I can't seem to figure out what is causing it. Restraint in any form used to feel all safe and calm and wonderful.
I'm afraid I won't get passed whatever it is that is making me feel like this or that the fear will become worse.
Has this ever happened to anyone else?
Did it go away just like it came?
Blaaa I need help figuring this out :(

I didn't go back and read everyone's posts. I'm feeling lazy tonight. But I would like to comment.

This:

Ouch, what a horrible feeling!

It really could be PTSD. Even things that make us happy can stress us. If you push your boundaries a lot-- your psyche might start pushing back. I think-- myself-- that someone who submissively allows their boundaries to be pushed by someone else-- no matter how much they trust that person-- risks accumulating little grains of dismay and doubt, like pebbles on the shore.

is something I've always had in the back of my mind as well. No matter how service oriented I may be, I know that there is always that little voice in my head that will whisper "why doesn't he do xyz for me?" and no matter how much of a pain slut I am there are always times when that whisper says "why does he want to hurt me? I thought I made him happy. I thought he loves me."

I have gotten to the point where you are at KC, a few times. But being the psycho-analytical person that I am, I've always stopped myself and really looked deep into why I was questioning these things I always held as truths before. Some times just knowing why that feeling popped up has been enough, and in other times I realized there was an issue that needed to be addressed.

At any rate, I hope you find what you need.
 
KC, it sounds like you have found a great partner. I've had this happen too - where I became frightened of things that I had felt comforted by in the past - or where I have an aversive reaction to things I always desired. It's interesting to look into it to see why it happened. (I like that kind of self-examination.)

But more importantly, given the fact that it does seem to happen - to many of us at one time or another - the ability of your partner to accept who you are right now is so important.

We have these fantasies; these ideas of what we want to happen, or what we think should happen.
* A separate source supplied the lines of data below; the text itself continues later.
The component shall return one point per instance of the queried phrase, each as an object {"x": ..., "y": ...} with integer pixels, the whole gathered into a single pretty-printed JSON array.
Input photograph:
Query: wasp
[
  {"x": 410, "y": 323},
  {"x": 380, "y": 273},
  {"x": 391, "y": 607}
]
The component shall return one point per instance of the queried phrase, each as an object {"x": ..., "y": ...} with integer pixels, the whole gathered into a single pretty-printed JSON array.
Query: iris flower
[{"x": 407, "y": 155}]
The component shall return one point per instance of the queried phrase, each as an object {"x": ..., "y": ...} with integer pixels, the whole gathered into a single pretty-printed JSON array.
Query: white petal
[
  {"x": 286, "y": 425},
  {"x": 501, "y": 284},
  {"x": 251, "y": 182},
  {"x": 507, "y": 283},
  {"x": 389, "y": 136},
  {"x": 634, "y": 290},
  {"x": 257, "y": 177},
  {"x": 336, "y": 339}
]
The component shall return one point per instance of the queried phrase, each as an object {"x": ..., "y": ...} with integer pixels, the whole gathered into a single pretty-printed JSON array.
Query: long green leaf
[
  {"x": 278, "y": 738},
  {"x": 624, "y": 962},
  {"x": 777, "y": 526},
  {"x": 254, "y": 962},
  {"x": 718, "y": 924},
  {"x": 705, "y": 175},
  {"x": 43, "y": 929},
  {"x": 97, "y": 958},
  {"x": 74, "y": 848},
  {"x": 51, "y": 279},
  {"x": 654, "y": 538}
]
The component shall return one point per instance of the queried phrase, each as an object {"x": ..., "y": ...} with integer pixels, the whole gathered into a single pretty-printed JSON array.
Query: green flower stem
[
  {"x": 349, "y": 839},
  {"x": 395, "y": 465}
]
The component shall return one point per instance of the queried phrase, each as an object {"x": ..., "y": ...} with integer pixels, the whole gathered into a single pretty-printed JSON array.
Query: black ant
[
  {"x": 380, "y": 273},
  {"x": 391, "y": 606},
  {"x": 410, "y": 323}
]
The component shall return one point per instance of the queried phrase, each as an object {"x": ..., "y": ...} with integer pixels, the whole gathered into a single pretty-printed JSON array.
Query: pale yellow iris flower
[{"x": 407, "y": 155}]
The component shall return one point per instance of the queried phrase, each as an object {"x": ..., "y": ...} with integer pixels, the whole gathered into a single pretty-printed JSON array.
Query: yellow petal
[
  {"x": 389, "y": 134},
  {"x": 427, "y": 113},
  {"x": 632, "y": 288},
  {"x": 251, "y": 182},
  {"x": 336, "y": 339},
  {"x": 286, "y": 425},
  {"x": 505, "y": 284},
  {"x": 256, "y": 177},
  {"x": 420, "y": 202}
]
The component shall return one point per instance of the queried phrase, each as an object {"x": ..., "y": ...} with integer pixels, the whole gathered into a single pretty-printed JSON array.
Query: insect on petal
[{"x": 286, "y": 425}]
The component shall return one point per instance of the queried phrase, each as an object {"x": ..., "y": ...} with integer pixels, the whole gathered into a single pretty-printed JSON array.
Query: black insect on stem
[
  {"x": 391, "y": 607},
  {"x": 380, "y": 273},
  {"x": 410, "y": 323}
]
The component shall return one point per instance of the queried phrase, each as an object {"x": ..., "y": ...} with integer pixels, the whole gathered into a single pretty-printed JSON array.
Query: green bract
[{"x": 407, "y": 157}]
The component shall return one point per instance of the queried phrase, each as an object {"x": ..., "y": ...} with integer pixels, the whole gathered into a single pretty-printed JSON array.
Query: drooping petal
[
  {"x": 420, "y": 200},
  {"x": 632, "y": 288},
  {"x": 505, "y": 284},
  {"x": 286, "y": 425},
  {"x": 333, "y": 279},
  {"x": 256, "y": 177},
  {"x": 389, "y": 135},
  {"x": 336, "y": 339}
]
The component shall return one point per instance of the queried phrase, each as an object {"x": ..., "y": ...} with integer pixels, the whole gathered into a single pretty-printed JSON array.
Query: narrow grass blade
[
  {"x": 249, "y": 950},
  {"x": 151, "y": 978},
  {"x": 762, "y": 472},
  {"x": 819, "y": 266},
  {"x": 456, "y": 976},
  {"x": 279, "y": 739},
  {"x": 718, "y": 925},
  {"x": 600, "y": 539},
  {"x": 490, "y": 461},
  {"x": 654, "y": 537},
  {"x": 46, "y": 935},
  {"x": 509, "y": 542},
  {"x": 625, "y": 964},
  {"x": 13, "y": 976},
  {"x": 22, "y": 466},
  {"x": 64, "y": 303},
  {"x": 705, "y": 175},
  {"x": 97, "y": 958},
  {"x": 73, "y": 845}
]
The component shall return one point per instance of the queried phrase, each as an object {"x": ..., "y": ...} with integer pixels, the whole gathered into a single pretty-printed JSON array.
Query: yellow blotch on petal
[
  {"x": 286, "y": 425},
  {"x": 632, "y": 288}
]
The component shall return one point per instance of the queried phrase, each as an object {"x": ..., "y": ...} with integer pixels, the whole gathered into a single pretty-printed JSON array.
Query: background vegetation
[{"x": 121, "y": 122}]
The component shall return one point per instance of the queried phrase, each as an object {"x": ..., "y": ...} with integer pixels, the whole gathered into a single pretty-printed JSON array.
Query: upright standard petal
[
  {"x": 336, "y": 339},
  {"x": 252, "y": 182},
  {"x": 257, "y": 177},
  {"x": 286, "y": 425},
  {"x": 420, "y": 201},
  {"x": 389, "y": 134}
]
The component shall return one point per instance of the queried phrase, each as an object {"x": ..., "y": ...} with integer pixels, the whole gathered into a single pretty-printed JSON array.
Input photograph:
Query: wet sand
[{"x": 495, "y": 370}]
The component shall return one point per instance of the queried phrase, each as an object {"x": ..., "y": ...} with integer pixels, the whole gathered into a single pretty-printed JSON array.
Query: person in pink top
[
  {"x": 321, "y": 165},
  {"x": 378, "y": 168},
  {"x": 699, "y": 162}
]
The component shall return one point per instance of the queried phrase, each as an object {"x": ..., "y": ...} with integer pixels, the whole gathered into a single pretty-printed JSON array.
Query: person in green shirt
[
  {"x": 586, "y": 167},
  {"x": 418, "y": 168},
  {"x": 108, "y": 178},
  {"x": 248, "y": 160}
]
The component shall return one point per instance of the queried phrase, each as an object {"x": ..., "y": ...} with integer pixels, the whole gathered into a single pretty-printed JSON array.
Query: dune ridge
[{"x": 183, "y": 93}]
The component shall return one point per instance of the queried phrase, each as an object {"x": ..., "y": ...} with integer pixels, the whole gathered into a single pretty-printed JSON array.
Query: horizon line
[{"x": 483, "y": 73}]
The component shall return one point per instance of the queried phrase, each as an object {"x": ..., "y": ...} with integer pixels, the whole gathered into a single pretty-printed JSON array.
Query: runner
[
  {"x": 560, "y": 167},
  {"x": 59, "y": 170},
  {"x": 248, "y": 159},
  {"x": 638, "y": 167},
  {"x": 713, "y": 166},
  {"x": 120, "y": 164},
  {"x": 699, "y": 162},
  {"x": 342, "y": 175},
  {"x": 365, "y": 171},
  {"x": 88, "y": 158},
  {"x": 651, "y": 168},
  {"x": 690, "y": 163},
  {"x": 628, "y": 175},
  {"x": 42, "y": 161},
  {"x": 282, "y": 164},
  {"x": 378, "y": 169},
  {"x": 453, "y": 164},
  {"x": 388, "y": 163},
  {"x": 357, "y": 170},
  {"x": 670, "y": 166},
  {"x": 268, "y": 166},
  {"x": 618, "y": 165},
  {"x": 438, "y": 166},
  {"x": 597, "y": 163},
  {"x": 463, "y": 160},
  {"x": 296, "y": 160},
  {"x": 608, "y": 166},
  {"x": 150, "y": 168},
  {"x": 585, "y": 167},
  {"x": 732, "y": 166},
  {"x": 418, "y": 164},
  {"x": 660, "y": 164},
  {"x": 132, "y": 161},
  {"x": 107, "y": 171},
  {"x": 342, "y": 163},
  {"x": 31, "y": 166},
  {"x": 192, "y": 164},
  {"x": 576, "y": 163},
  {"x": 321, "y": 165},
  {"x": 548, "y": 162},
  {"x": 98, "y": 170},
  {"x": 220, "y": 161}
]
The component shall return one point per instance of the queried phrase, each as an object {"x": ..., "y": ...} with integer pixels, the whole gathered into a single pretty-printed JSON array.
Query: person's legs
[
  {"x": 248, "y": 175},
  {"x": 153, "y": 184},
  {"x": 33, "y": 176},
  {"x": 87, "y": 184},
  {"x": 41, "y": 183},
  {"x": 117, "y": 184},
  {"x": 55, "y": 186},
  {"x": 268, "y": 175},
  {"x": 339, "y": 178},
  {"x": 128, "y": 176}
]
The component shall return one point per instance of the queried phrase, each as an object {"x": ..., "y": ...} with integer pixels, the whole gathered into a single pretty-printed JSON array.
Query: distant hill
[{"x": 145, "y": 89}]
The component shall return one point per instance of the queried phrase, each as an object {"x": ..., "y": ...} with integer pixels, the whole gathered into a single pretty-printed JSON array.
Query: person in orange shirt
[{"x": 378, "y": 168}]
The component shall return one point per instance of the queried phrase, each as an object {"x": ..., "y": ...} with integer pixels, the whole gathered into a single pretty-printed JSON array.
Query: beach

Or we have memories of what has happened in the past - and we use them to measure what we're experiencing now.

What I love hearing is how your Daddy listened to you, how you spoke to him, with and without words - and how the two of you were able to feel safe together again.

This is how relationships last. Not because we're able to fulfill each other's fantasies - though that can be intoxicating - but because we're able to fulfill each other's realities, adapting to what's actually happening when we're together. Which may have nothing to do with the fantasies.